Speaking with Ryan, the Cervical Check campaigner explained: "Even though I don't want to be away from my kids, I'm torn.

"For me, the way I look at it is I'm very rational and scientific and that's the way I have had to be and the way I cope with things.

"I rationalise things by saying, 'It's short-term pain for long-term gain'. If this trial works, I get more time with my kids.

"They understand it, I've been very open and honest with my kids from the very beginning."

She also said that she gets "upset" thinking about leaving her family in Ireland as she scared she's "not coming back".

Vicky continued: "I'm the type of person that will try something else, I've responded so well to immunotherapy that for me, it's worth a shot.

"If it doesn't work Ryan, I have no regrets. What I'm scared of most is not coming back or coming back in a coffin.

"That's why I'm getting upset about leaving because you don't know if I'm going to come back, that is the worry."

Also on the show Vicky spoke about the past year with Covid-19 and she admitted that the year helped slow everything down for her.
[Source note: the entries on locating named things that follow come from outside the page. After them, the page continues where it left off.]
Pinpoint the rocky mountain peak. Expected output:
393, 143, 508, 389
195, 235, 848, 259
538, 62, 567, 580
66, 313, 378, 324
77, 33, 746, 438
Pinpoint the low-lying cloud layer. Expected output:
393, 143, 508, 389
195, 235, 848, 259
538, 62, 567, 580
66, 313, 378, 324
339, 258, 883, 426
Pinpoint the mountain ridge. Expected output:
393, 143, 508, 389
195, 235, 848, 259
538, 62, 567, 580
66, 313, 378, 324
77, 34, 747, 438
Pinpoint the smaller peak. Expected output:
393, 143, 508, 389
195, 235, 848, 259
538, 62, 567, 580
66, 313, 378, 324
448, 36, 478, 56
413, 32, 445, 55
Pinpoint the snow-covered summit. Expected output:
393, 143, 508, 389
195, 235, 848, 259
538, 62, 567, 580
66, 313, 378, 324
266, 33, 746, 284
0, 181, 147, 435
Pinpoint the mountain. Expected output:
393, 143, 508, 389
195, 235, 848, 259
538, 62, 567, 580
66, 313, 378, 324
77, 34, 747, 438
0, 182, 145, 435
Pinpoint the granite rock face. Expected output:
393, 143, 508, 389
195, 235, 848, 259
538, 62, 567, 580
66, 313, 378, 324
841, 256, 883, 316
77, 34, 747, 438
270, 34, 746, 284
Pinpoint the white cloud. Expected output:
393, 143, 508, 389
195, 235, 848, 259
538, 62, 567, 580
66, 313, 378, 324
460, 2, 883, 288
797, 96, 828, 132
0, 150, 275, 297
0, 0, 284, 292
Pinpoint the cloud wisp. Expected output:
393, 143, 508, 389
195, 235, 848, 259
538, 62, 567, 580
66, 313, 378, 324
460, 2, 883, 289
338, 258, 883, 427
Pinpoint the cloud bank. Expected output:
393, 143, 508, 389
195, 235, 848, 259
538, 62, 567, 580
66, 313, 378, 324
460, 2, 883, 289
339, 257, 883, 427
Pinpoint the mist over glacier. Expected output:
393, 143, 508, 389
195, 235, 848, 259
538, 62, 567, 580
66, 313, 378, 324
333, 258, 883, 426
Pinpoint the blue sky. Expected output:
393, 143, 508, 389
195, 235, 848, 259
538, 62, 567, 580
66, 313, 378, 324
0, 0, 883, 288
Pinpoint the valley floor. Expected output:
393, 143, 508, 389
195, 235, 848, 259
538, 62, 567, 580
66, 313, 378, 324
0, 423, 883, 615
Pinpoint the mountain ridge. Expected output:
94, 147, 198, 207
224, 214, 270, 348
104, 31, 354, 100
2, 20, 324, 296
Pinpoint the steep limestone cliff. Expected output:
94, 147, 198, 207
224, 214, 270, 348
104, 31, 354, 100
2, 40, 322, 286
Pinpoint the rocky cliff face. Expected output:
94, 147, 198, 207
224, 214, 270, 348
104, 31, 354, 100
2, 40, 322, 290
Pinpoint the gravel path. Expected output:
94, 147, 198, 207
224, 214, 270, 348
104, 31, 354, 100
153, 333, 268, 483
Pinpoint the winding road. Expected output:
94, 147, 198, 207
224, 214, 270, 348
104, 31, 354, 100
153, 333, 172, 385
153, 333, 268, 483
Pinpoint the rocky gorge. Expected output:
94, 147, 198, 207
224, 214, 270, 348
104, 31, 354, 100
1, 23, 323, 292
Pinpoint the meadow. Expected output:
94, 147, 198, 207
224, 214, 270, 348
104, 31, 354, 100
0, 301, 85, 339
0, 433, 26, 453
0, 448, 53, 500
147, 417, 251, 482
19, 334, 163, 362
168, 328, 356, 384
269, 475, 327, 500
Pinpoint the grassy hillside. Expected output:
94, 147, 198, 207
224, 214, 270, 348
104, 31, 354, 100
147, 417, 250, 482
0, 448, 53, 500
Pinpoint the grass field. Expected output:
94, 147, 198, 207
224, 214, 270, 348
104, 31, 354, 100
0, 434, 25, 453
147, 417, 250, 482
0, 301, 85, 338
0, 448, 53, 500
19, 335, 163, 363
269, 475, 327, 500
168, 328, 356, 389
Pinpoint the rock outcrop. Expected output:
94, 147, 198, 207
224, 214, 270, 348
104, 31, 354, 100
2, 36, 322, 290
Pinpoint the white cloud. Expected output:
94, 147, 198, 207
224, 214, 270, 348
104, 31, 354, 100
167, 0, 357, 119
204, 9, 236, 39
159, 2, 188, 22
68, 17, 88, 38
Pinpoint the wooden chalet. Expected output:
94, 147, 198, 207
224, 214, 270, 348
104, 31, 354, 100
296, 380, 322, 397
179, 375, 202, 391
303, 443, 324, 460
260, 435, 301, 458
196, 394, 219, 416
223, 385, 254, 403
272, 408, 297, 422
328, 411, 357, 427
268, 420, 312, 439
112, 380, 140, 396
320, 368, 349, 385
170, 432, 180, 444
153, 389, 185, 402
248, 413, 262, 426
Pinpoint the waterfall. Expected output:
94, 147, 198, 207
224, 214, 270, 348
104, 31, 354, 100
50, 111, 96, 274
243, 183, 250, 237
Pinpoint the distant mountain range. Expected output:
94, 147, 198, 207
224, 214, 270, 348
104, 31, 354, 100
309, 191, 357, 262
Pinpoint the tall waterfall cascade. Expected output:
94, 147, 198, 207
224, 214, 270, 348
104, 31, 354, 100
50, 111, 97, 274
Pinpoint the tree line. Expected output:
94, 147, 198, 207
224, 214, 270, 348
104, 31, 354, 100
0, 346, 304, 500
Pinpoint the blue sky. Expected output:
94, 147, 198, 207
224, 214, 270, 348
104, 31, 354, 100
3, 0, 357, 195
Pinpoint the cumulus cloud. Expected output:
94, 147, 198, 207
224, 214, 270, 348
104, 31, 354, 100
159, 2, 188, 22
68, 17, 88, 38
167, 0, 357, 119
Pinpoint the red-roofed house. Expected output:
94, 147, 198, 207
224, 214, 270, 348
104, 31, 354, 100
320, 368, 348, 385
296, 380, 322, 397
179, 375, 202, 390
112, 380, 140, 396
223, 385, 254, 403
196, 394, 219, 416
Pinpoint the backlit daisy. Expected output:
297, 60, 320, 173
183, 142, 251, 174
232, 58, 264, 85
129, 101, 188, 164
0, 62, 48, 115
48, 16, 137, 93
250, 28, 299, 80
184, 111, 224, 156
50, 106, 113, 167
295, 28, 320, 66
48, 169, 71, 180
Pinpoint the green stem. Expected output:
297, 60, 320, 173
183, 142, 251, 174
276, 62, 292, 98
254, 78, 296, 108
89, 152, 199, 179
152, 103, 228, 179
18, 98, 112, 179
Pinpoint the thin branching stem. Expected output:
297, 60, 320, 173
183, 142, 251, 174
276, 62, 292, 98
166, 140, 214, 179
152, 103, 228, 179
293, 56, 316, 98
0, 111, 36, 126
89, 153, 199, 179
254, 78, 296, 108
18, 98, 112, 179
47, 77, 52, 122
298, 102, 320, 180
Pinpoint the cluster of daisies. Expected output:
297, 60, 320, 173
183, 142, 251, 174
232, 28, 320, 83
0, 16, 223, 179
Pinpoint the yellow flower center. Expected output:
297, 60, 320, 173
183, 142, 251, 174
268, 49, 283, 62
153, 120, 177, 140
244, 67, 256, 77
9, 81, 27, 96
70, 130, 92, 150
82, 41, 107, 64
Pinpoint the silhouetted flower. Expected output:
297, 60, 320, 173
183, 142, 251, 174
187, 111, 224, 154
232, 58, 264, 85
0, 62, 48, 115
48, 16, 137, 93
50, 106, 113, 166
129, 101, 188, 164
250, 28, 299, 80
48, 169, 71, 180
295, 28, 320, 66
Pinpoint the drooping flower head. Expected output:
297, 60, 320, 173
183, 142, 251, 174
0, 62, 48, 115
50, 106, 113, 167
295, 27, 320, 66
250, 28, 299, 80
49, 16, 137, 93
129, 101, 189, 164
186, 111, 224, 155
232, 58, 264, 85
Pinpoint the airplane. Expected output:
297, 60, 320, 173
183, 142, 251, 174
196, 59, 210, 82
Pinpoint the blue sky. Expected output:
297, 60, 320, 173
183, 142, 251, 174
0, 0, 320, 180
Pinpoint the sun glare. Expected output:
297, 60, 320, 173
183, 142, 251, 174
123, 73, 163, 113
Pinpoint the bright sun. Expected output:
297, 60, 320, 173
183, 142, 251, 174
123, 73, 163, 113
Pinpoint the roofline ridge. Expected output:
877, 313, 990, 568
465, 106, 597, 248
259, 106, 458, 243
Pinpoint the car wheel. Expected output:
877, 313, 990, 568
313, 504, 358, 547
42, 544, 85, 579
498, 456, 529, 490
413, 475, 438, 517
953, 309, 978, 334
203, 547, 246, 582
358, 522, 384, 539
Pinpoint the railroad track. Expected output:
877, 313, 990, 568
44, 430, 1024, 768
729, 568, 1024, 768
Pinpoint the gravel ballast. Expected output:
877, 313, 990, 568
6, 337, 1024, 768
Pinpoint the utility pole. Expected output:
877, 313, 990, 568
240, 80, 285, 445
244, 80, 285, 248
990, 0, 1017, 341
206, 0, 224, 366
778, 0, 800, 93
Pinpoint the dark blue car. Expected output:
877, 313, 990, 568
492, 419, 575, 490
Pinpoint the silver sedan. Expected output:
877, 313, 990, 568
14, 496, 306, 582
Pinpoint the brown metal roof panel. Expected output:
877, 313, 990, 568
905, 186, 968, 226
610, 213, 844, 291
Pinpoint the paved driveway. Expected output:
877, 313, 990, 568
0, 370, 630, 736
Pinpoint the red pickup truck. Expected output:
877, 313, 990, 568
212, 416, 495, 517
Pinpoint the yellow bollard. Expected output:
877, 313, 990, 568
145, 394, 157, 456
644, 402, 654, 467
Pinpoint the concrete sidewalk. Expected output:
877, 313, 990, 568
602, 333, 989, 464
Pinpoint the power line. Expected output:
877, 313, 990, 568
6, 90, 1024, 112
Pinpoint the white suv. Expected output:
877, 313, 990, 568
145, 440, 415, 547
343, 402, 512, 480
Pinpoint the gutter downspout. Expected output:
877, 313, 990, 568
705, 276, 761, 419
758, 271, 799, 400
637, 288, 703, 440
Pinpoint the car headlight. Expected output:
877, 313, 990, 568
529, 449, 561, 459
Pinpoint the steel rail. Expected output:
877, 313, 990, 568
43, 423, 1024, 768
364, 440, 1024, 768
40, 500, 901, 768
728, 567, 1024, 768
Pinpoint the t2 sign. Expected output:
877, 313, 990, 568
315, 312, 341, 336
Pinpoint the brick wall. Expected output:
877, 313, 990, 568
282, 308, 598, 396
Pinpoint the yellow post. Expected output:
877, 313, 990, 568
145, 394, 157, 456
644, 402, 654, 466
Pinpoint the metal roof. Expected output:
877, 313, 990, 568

She explained: "It has been a rough year for everybody I think to be quite honest, but for me, things actually slowed down a bit.

"When Covid hit back in March when we really felt the presence of it in Ireland, I had so much lined up for March because it was International Women's Day, I had loads of talks lined up and I just had to cancel everything.

"For me, I realised, 'I have to slow down here', I was exhausted, I slept quite a lot. It made me re-evaluate the importance of my condition and spending time with people I love."